= Night-cellar =

Historical term for late-night drinking cellar in England

"The Idle 'Prentice betrayed and taken in a Night-Cellar with his Accomplice". William Hogarth depicted notorious Blood Bowl House in Industry and Idleness.

A night-cellar is a cellar which is open for business at night, typically providing food, drink and entertainment. There were many such in London in the 18th century and they were often disreputable.

==London==
George Augustus Sala wrote an account of Evans's Supper Rooms in 1852. This was a famous supper club which would serve hearty food and raucous entertainment in the middle of the night – as late as one in the morning.
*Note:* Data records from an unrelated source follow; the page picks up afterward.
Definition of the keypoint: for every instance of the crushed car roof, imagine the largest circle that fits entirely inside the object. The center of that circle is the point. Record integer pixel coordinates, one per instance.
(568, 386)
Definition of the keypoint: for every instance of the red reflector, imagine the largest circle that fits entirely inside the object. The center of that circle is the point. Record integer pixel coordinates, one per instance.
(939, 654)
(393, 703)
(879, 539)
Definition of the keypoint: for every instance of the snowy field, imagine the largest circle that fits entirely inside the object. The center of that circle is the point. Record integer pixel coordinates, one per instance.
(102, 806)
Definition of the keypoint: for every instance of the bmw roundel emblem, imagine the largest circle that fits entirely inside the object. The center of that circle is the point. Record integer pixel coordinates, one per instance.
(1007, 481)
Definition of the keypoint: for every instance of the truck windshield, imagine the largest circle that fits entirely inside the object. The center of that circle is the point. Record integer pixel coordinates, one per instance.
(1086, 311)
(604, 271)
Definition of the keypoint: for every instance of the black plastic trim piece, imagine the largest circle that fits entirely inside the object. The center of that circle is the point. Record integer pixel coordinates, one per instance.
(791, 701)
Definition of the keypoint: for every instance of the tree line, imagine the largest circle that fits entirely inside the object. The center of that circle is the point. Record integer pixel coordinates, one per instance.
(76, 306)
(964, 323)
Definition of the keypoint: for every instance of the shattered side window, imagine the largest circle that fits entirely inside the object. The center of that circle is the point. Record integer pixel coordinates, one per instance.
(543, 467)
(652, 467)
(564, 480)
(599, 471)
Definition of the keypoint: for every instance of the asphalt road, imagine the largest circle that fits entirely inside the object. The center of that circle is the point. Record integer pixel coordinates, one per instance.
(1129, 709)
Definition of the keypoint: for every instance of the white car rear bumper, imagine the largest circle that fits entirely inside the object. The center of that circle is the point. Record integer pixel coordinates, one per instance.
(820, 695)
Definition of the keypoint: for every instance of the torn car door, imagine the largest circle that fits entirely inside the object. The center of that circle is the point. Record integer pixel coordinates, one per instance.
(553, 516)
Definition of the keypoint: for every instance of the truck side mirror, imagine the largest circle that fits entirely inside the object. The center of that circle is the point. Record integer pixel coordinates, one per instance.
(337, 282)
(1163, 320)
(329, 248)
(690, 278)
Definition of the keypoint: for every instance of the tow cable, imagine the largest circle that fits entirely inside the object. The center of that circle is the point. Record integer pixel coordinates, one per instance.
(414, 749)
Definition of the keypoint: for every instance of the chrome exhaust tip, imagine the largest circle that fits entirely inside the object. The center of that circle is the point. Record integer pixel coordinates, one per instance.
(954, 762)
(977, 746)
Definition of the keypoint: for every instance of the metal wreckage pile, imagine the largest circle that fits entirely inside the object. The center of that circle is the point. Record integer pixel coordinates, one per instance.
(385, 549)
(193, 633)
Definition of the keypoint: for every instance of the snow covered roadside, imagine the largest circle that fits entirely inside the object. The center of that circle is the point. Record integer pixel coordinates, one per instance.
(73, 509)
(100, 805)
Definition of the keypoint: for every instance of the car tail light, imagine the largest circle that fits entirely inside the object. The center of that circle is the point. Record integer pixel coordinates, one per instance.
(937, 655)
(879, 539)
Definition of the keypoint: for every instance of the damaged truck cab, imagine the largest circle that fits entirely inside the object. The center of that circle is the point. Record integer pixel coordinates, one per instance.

But he lamented that the night-cellars of the previous century had mostly disappeared in London:
A century since ... this town of London was full of choice holes and corners, known under the generic name of "night cellars." You may see in Liverpool to this day – and I am told, also, in New York — some flourishing specimens of these inviting localities, but they have almost died out in London. The White Horse Cellar in Piccadilly is now a booking-office; the Shades in Leicester Square (underneath Saville House), once Pennant's "pouting house for princes," is a restaurant; the cellar of the Ship at Charing Cross is yet a tavern, but is used more as a waiting-room for passengers by the Kent Road and Deptford omnibuses; and a whole nest of cellars were swept away by the Adamses when the Adelphi Terrace, with a worse range of cellars beneath, as it afterwards turned out, was constructed. But the night cellars of a hundred years ago! What dens, what sinks, what roaring saturnalia of very town scoundrelism they must have been!
...
in this bad place, among these ruffianly companions! horse-jockeys, highwaymen-captains, unfrocked parsons; deboshed adventurers, redolent of twopenny ordinaries and Mount Scoundrel in the Fleet; disbanded lieutenants of phantom regiments; scriveners struck off the rolls, ruined spendthrifts, Irish desperadoes enthusiastic for the Pretender and other men's pence, bankrupt traders, French and Italian rascals flagrant from the galleys of foreign seaports, and all, according to their own showing, distressed patriots; German swindlers and card-sharpers, who declare themselves to be Counts of the Holy Roman Empire, Jew coin-clippers and diamond-slicers, riverside vagabonds in the pay of the commanders of press-gangs on the look-out for benighted journeymen, or dissolute lads who have run away from their apprenticeship or quarrelled with their parents, recruiting crimps for both sexes, usurers looking for prodigals who have yet money to lose, bailiffs' followers looking for prodigals who have lost all and owe more; and, scattered among all this scum of frantic knavery and ragabosh, some gay young sprigs of aristocracy, some officers in the regiment of Guards, some noisy young country esquires of the Western type. This, all garnished with dirt and spilt liquors, with the fumes of rum, Geneva, punch, wine, and tobacco smoke, with oaths and shrieks and horrid songs, with the clatter of glasses and tankards, the clash of rapiers and verberations of bludgeons – is the London night cellar of a hundred years ago. Round Covent Garden such places positively swarmed. The Strand, the neighbourhood of Exeter 'Change, Long Acre, and Drury Lane, reeked with dens of this description. For hereabouts were the playhouses, and in their purlieus, as in those of cathedrals, you must expect to find, and do find, in every age, the haunts of vice and dissipation. It may be profane to say ubi apis ibi mel: but such is the sorry fact.

==New York==
In the 1840s, there was a popular night-cellar in New York called Butter-Cake Dick's. This was a favourite of the b'hoys and g'hals – the rough young folk of lower Manhattan. Later in the US, cellar bars and clubs became known as dives because one could dive into them without being seen.